Wednesday, October 25, 2006

ultrasound

is a scary word. when you are not pregnant and there is no cute baby to see.

when doctors cannot figure out what is wrong with you, and you have to have an ultrasound because they have run tests and supposedly everything is fine.

so you lie on that table, and when they touch you it feels uncomfortable, but when they touch that spot it feels unbearable.

and you know that you have to be there, because throwing up because of the pain is not okay.

you do what they ask of you, nicely, politely, and you tell them that you haven't felt pain like that before.

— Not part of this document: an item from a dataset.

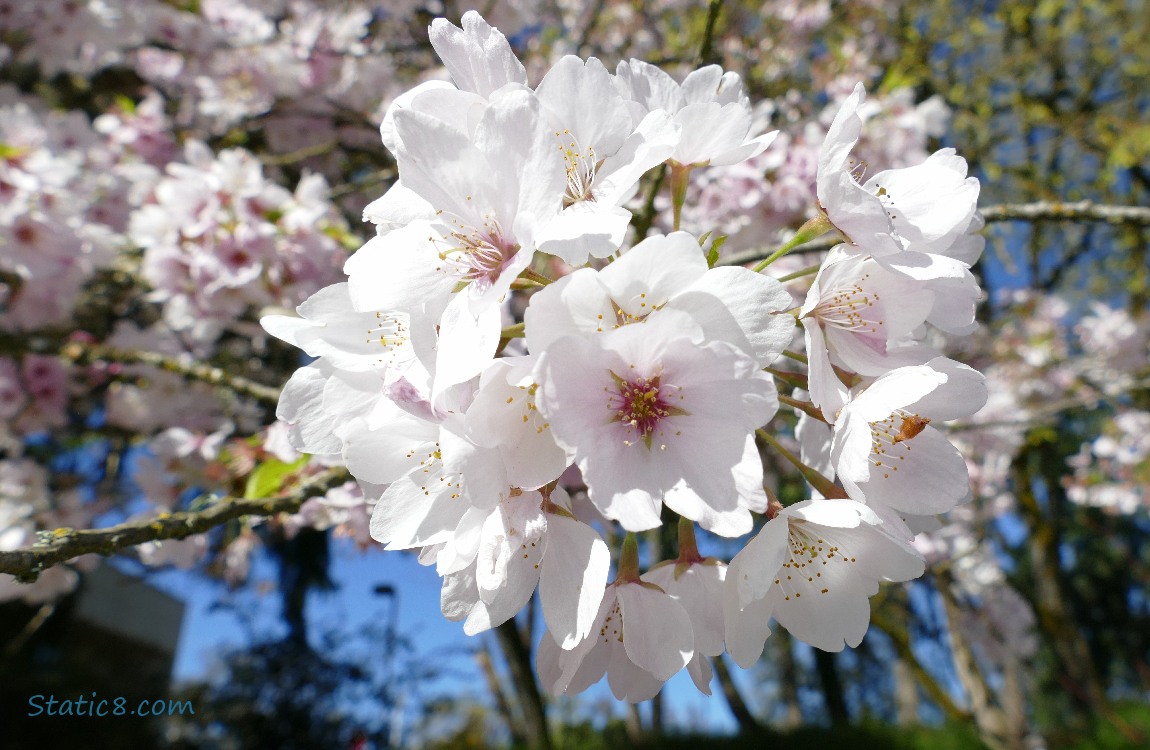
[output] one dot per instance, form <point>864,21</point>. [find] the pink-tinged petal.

you pee in that cup, you whimper and feel humbled because you have done it so many times.

and now the ultrasound. because they don't know what's going on. this morning, 7:15am.

you strip down and wear a gown. you bite your lip to keep from crying.

you lay down on the table and keep your heels on while they put jelly on your abdomen and tell you that your uterus is tipped.

they have to use the probe to get different pictures, and this feels like a violation so you try to breathe and think of something else.

it lasts longer than it should. one more minute and you think you might scream. you think of your boyfriend sitting in the waiting room and want him to be near you, to have someone familiar close by.

and afterwards, the radiologist tells you that he spotted something on your right ovary. you freeze.

1 comment:

Anonymous said...

Is everything okay? I'm worried now. I hope everything is okay.

I had an ultrasound last summer. I know how you feel.